Monday, November 03, 2003

A few questions related to economics and finance ...

03-Nov-2003:

What is "credit policy" as such ? And what is the Indian policy ?
How does it differ in comparison to those of other developed and
developing countries ? What are salient features in ours ? Why
are the salient ?

What exactly is PLR (apart from Prime Lending Rate) ? How is it
arrived at ? Who determines it (I guess each bank by itself) ?
What is the mechanism of operation ?

What is "arbitrage opportunity for foreign debts" ? How does
reducing it slow down $$ inflows ?

What is "overnight foreign exchange exposure" ? How does
reducing it increase $$ demand ?

What are the present restrictions for Indians while investing
abroad ? What can be relaxed amongst them ?

What are "variable repo rates" ? What impact would their introduction
have on money markets ?

What is "repo rate" (rate at which RBI takes money from banks) ?
What is the impact if it is lessened ? Why did this not happen
the last time markets speculated for this ?

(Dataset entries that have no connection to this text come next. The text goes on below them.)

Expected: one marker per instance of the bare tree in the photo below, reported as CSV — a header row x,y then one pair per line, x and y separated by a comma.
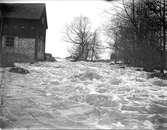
x,y
79,33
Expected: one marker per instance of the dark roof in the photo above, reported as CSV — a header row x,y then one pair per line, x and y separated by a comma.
x,y
23,11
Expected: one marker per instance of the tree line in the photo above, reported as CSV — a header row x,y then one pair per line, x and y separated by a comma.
x,y
138,30
139,33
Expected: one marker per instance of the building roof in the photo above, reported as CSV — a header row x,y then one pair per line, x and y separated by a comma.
x,y
23,11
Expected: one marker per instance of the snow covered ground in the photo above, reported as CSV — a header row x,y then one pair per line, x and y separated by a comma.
x,y
67,94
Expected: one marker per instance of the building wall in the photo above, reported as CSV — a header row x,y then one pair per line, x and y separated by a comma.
x,y
23,50
40,49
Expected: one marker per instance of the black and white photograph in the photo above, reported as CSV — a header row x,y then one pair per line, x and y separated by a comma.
x,y
83,64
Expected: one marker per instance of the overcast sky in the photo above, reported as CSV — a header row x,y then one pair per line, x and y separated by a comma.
x,y
62,12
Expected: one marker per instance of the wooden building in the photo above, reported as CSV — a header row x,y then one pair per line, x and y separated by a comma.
x,y
22,33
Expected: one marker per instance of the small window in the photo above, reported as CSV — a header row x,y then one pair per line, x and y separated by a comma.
x,y
9,41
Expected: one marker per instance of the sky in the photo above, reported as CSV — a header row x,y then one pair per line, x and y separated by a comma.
x,y
62,12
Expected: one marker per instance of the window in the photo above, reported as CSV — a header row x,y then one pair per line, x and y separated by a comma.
x,y
9,41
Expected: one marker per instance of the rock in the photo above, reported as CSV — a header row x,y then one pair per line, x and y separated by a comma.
x,y
19,70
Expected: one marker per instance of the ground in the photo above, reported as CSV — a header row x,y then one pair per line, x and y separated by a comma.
x,y
66,94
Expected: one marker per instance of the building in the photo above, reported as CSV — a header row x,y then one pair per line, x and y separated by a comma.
x,y
22,33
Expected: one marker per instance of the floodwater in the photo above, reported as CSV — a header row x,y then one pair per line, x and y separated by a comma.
x,y
83,95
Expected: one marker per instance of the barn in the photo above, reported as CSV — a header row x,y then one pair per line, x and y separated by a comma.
x,y
22,32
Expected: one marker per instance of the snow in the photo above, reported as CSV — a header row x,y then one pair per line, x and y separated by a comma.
x,y
66,94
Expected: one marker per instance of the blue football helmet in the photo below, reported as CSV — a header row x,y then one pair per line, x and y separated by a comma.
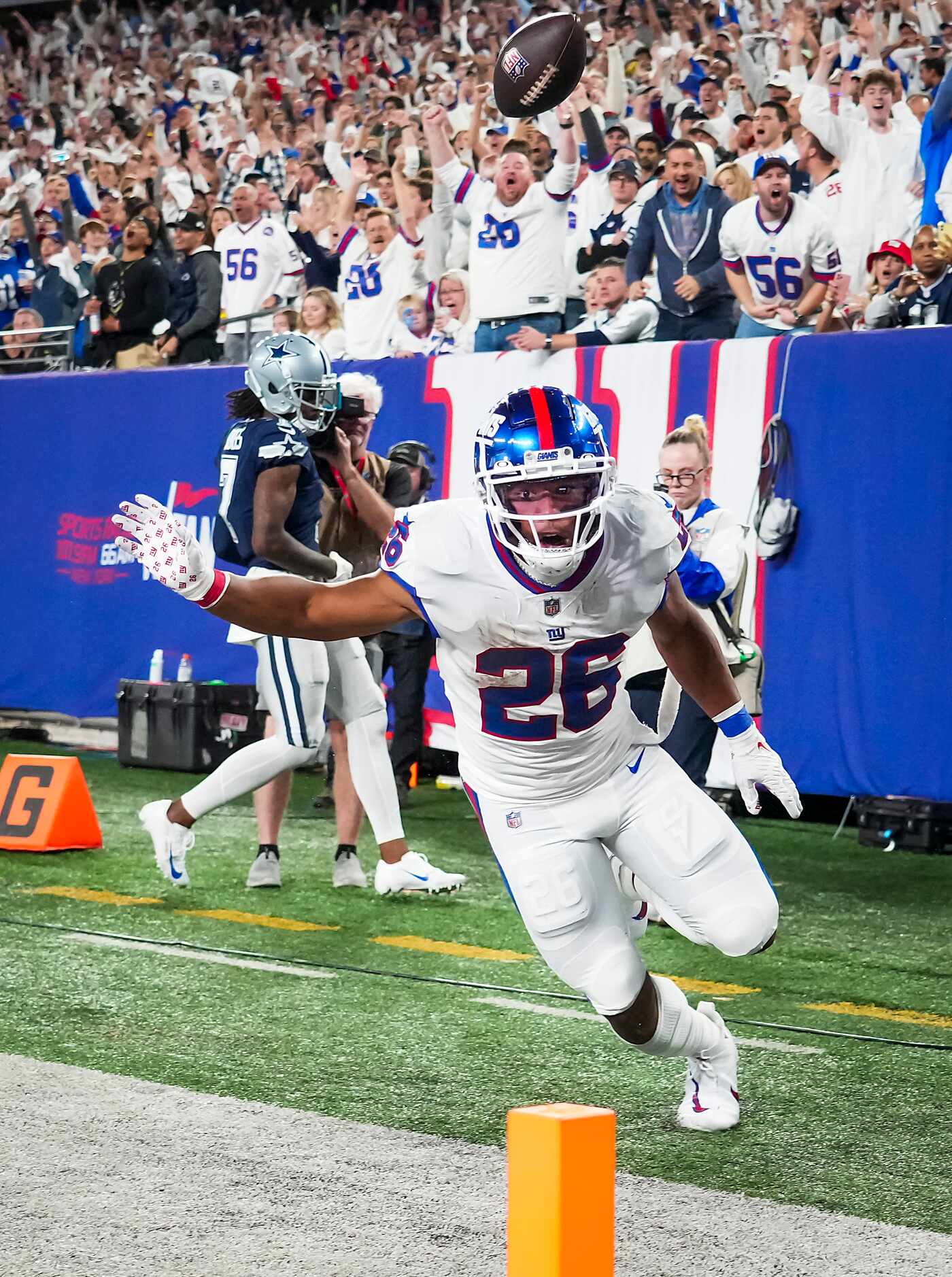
x,y
536,435
293,378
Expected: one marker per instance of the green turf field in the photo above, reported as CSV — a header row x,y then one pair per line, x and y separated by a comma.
x,y
862,1128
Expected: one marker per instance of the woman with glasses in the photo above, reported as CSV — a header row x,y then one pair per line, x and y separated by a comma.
x,y
709,574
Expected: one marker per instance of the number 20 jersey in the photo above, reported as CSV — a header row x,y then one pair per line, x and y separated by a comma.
x,y
533,673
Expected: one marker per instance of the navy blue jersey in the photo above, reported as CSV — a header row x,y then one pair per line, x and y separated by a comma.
x,y
250,449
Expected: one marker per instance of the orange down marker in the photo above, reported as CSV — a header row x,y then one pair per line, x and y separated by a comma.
x,y
45,805
561,1192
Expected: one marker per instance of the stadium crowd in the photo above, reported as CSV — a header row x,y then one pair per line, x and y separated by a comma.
x,y
721,170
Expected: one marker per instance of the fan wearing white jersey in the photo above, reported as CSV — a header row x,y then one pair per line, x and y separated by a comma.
x,y
533,590
779,253
260,269
377,267
518,233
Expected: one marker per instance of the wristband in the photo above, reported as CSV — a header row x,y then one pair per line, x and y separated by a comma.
x,y
734,721
218,588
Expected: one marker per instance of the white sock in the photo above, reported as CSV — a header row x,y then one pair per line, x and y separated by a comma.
x,y
681,1029
247,769
373,775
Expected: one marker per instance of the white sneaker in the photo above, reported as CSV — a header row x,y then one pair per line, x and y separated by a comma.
x,y
348,872
413,872
265,871
628,884
711,1100
171,842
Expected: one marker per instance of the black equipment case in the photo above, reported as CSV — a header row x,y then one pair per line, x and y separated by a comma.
x,y
186,727
913,824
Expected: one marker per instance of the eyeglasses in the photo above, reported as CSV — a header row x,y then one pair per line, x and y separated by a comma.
x,y
680,481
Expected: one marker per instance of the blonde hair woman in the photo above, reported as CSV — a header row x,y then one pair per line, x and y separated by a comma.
x,y
320,320
709,573
734,182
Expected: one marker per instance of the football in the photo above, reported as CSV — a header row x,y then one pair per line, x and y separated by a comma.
x,y
539,65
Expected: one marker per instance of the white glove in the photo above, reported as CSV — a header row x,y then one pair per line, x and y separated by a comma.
x,y
757,764
345,568
165,547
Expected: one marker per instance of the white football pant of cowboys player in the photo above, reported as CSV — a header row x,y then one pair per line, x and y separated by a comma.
x,y
533,588
270,486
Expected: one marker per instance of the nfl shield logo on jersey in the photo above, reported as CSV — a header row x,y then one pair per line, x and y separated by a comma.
x,y
514,64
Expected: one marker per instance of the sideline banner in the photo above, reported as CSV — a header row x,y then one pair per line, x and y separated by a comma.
x,y
849,624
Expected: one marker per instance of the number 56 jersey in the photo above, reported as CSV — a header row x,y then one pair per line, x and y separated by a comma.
x,y
533,672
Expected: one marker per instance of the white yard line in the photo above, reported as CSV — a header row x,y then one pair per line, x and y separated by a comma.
x,y
148,947
113,1175
514,1004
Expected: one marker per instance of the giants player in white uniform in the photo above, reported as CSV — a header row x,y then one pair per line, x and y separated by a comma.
x,y
518,226
260,267
377,267
533,589
779,252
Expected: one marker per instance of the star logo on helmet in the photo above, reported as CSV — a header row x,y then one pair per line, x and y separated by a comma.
x,y
277,353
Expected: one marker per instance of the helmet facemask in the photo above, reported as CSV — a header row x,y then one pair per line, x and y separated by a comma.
x,y
590,481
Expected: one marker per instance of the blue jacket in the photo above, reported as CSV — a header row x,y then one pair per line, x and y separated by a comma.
x,y
653,238
936,147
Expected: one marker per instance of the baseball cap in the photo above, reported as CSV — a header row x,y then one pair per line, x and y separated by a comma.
x,y
771,163
624,169
190,222
896,247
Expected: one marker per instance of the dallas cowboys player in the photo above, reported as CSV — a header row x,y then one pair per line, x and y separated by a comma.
x,y
267,523
533,590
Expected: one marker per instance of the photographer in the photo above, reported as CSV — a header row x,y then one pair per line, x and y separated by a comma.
x,y
409,648
362,491
196,298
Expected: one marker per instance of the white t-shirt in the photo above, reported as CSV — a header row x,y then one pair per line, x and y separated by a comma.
x,y
371,285
257,262
781,258
826,196
515,251
633,321
530,670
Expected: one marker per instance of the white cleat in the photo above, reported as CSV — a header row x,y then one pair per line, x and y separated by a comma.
x,y
170,842
265,871
414,874
626,883
348,872
711,1100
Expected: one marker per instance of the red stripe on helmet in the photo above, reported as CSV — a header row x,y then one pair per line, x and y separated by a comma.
x,y
543,418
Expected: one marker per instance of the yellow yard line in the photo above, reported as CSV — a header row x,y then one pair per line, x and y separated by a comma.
x,y
88,893
256,920
450,947
882,1013
709,986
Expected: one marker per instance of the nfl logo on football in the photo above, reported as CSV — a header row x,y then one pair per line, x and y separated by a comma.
x,y
514,64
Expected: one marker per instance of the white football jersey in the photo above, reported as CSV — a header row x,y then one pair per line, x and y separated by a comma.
x,y
533,673
371,285
257,262
827,194
781,258
517,263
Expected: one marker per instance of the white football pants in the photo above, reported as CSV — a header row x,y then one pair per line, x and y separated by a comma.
x,y
693,861
296,679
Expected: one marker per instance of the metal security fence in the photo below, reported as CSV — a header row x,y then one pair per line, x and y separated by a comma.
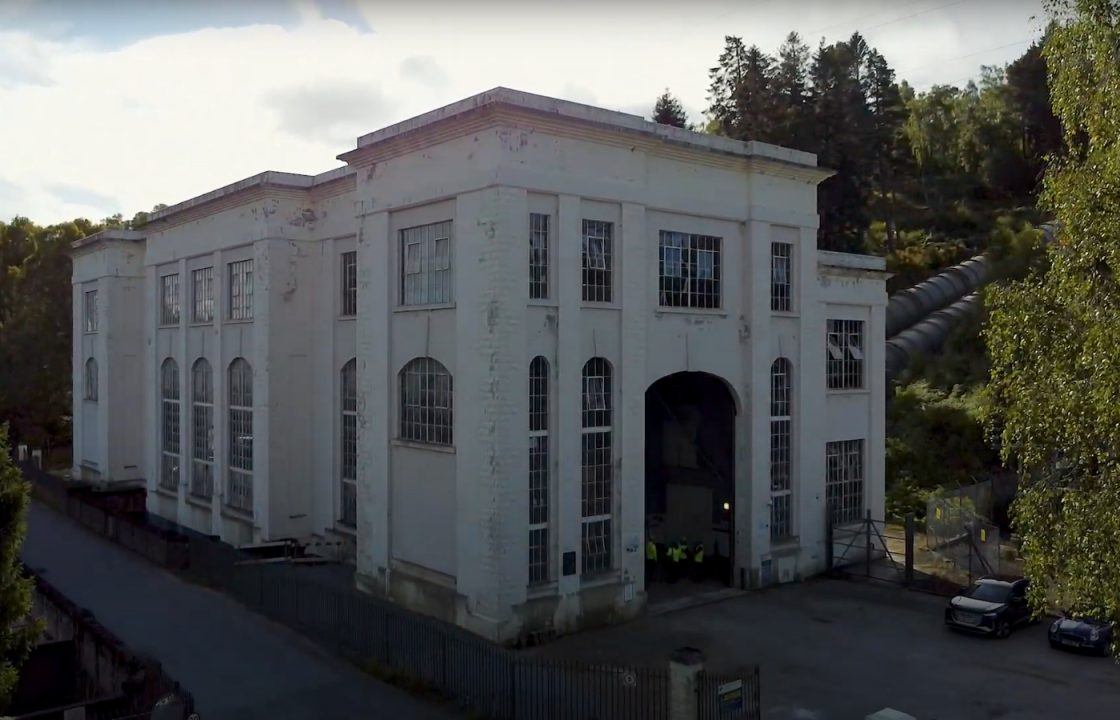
x,y
955,531
392,642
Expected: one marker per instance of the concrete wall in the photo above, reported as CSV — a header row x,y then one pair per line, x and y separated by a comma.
x,y
445,529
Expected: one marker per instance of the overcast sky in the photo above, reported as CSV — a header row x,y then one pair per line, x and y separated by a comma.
x,y
114,106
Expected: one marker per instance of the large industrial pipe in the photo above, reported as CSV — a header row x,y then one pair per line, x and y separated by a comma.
x,y
913,304
927,336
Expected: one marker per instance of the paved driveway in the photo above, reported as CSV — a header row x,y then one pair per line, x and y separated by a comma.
x,y
236,664
841,650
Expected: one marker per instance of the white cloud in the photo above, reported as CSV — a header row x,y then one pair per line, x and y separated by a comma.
x,y
176,115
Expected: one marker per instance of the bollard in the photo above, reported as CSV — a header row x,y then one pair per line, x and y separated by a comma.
x,y
684,667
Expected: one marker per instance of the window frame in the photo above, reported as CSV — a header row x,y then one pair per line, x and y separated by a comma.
x,y
539,248
239,460
598,272
782,291
597,460
845,471
781,458
90,310
347,447
202,295
202,429
682,252
348,283
540,466
170,426
240,288
422,379
845,354
427,276
170,305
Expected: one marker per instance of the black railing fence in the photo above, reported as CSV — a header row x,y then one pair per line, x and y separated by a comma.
x,y
392,642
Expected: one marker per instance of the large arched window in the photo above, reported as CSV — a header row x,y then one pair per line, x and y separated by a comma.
x,y
598,466
90,392
169,424
202,429
240,456
426,402
539,470
347,511
781,449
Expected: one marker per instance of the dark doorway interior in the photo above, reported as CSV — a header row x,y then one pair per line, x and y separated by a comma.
x,y
689,479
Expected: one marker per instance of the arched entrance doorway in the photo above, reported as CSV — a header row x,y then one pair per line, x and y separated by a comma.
x,y
689,480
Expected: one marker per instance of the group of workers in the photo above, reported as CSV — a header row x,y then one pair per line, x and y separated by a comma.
x,y
674,560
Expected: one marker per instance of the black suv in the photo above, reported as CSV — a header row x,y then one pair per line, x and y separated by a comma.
x,y
990,607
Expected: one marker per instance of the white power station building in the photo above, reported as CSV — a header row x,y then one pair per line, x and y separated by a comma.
x,y
504,345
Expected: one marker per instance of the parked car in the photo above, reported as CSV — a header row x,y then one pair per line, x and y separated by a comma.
x,y
1081,634
990,606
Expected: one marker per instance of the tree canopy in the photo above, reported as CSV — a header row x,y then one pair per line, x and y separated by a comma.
x,y
1053,337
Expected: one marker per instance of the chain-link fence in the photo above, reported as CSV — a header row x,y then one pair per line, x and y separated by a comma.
x,y
959,533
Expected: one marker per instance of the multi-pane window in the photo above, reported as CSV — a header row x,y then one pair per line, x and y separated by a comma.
x,y
538,255
598,261
91,380
781,277
350,283
846,354
781,456
240,478
597,459
169,299
689,270
202,429
241,290
347,511
169,424
202,295
843,480
426,264
91,311
426,402
539,470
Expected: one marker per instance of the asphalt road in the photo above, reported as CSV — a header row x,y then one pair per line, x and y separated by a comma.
x,y
834,650
236,664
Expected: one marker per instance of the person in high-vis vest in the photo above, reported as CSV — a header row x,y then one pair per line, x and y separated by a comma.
x,y
696,557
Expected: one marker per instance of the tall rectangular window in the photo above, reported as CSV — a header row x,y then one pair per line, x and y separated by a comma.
x,y
169,299
689,270
347,511
843,480
202,428
91,311
169,424
845,346
241,290
781,451
538,256
202,295
598,261
597,460
426,264
350,283
781,277
539,470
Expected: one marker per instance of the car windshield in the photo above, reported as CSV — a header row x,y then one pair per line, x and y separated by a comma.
x,y
989,592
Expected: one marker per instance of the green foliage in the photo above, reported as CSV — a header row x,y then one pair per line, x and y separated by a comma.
x,y
669,111
17,630
1053,337
35,328
935,438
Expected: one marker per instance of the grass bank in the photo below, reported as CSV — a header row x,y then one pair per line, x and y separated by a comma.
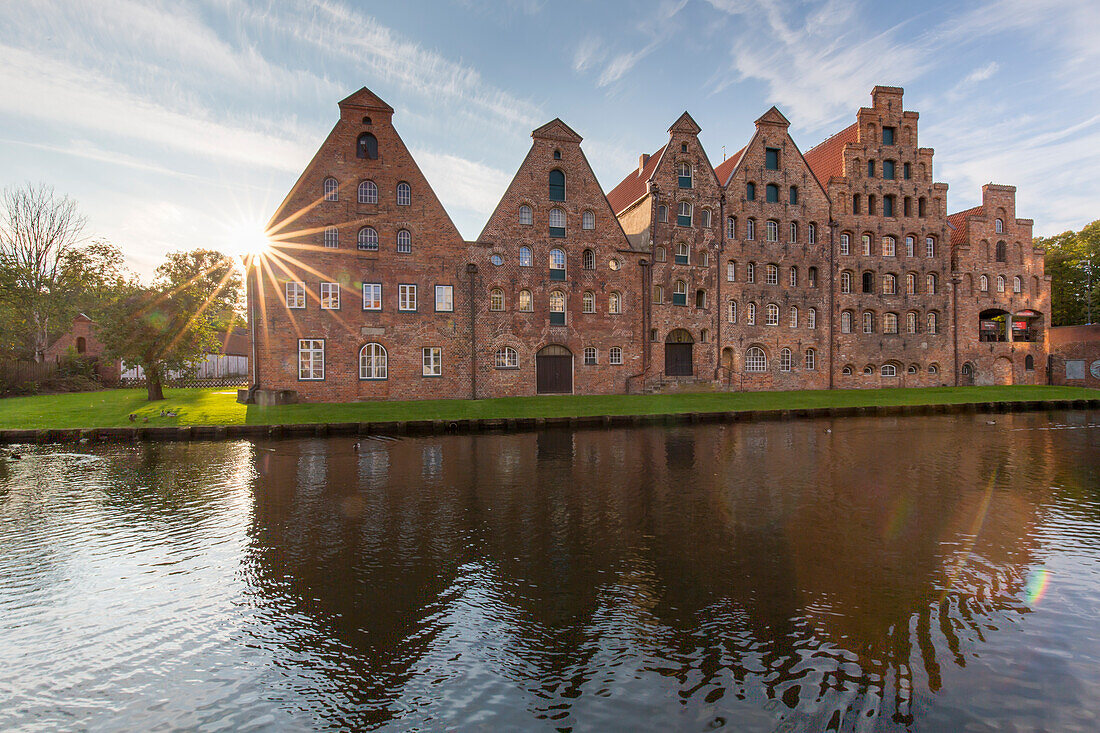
x,y
111,408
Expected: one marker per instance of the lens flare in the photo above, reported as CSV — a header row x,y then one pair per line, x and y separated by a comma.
x,y
1037,582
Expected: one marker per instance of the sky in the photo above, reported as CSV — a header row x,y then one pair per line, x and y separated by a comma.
x,y
183,124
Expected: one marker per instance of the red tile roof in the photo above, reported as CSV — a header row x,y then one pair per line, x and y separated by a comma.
x,y
727,166
634,186
826,159
956,222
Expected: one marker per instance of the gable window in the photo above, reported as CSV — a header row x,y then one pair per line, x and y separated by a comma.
x,y
680,293
683,215
557,308
373,362
330,296
406,297
444,298
366,146
372,296
367,193
310,359
683,175
557,222
557,185
295,295
557,264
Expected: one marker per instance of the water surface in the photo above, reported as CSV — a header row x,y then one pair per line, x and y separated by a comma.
x,y
921,573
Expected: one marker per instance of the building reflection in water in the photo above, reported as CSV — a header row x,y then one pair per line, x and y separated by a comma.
x,y
821,572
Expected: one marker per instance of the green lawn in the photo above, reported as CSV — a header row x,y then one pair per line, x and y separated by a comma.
x,y
111,408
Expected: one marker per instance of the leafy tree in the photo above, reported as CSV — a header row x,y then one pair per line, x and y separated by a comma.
x,y
173,324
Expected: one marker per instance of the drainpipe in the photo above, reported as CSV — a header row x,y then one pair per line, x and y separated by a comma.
x,y
472,273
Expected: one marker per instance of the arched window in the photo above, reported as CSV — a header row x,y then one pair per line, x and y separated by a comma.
x,y
683,214
367,193
506,358
683,175
557,308
331,189
557,264
771,315
366,146
557,185
367,239
557,222
373,362
756,360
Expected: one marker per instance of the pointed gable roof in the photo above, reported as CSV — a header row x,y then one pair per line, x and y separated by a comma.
x,y
826,159
557,130
685,123
634,186
365,99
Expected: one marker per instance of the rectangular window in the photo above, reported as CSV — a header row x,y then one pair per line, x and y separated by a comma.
x,y
406,297
330,296
295,295
372,296
310,359
432,361
444,298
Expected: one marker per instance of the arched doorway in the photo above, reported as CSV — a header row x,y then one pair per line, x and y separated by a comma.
x,y
553,370
678,358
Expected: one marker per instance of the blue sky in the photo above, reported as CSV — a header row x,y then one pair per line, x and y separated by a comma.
x,y
183,124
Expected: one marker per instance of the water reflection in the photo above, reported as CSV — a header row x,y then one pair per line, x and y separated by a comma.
x,y
848,575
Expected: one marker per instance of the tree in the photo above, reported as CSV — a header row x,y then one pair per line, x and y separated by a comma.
x,y
173,324
39,232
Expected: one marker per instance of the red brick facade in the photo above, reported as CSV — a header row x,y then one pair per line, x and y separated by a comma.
x,y
773,271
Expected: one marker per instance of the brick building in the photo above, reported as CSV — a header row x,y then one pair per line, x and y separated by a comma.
x,y
773,271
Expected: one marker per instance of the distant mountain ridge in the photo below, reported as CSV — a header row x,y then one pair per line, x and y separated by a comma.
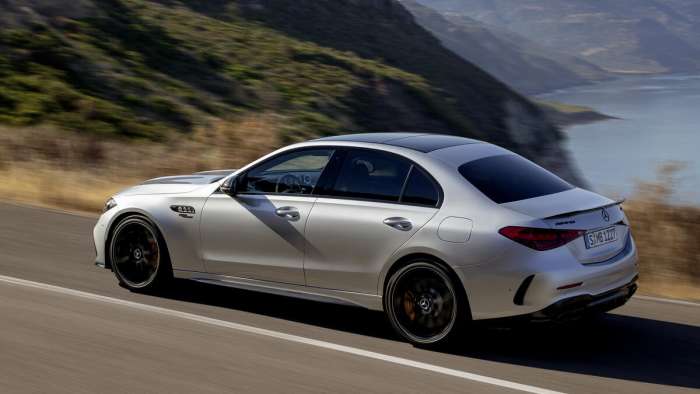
x,y
158,69
514,59
621,36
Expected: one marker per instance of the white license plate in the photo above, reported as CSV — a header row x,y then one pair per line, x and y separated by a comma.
x,y
600,237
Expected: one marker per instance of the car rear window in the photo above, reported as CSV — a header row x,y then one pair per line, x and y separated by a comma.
x,y
508,178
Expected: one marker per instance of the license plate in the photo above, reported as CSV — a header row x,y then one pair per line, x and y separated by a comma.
x,y
600,237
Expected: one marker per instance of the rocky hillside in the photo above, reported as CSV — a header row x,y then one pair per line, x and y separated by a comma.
x,y
160,69
623,36
521,63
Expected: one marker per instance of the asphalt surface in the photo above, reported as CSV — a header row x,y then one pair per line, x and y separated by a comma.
x,y
59,342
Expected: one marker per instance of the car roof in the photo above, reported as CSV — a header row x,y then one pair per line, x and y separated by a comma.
x,y
422,142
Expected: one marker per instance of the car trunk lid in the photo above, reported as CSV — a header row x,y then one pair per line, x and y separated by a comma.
x,y
602,220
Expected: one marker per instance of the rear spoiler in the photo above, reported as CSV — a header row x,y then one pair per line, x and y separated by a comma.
x,y
563,215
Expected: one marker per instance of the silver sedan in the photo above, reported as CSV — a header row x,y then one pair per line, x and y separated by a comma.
x,y
435,230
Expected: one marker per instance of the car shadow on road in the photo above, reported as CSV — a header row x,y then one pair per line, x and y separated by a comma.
x,y
611,346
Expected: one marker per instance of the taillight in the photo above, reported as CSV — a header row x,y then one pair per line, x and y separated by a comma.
x,y
540,238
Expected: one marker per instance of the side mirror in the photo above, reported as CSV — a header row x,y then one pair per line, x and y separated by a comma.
x,y
230,186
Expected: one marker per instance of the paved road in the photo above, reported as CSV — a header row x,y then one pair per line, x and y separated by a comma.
x,y
54,340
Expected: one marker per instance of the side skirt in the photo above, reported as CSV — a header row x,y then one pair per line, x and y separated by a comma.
x,y
368,301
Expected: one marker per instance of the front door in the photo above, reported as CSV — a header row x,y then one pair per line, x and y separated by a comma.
x,y
259,233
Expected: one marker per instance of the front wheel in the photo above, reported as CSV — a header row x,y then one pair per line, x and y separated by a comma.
x,y
138,255
423,304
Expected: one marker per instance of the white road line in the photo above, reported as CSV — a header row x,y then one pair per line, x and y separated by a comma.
x,y
280,335
667,301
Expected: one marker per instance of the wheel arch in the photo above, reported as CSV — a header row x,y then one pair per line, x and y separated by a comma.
x,y
428,258
118,219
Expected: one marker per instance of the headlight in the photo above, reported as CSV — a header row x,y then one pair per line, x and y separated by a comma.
x,y
109,205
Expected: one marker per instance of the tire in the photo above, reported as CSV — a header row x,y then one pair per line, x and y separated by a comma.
x,y
424,305
139,256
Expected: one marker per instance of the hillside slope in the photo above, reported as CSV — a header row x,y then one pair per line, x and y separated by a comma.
x,y
521,63
161,69
624,36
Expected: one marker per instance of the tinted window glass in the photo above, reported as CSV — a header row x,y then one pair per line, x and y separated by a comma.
x,y
420,189
371,175
510,178
291,173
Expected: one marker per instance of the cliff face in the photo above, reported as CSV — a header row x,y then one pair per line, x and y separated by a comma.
x,y
384,30
140,68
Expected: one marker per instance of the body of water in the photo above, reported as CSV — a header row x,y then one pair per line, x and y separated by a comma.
x,y
659,122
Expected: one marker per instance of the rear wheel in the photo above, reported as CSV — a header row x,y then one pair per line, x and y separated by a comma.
x,y
138,255
423,304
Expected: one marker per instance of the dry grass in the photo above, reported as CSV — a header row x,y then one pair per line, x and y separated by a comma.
x,y
668,239
72,171
77,172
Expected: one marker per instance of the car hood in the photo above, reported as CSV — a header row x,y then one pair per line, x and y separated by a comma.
x,y
176,184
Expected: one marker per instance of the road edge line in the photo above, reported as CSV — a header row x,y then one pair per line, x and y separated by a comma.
x,y
667,300
280,335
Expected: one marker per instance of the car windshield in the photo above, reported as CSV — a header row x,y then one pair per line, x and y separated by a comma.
x,y
508,178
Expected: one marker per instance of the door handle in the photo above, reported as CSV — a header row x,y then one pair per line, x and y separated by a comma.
x,y
289,213
402,224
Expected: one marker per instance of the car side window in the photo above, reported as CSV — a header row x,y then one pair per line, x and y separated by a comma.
x,y
420,189
296,172
371,175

What is ADR, GDR ? What is the "conversion route" of getting
them ?

What is our "fiscal responsibility and budget management bill" ?
What is the crux of it ? How does it operate ? Who takes
stock ?

What do the terms swap, credit derivatives, value-at-risk
technique, yield curve modelling, basis capital adequacy,
norms on market and credit risk mean ? Any additional details
about them ?

For occurrences of all of these, read today's (3-Nov-2003) ET.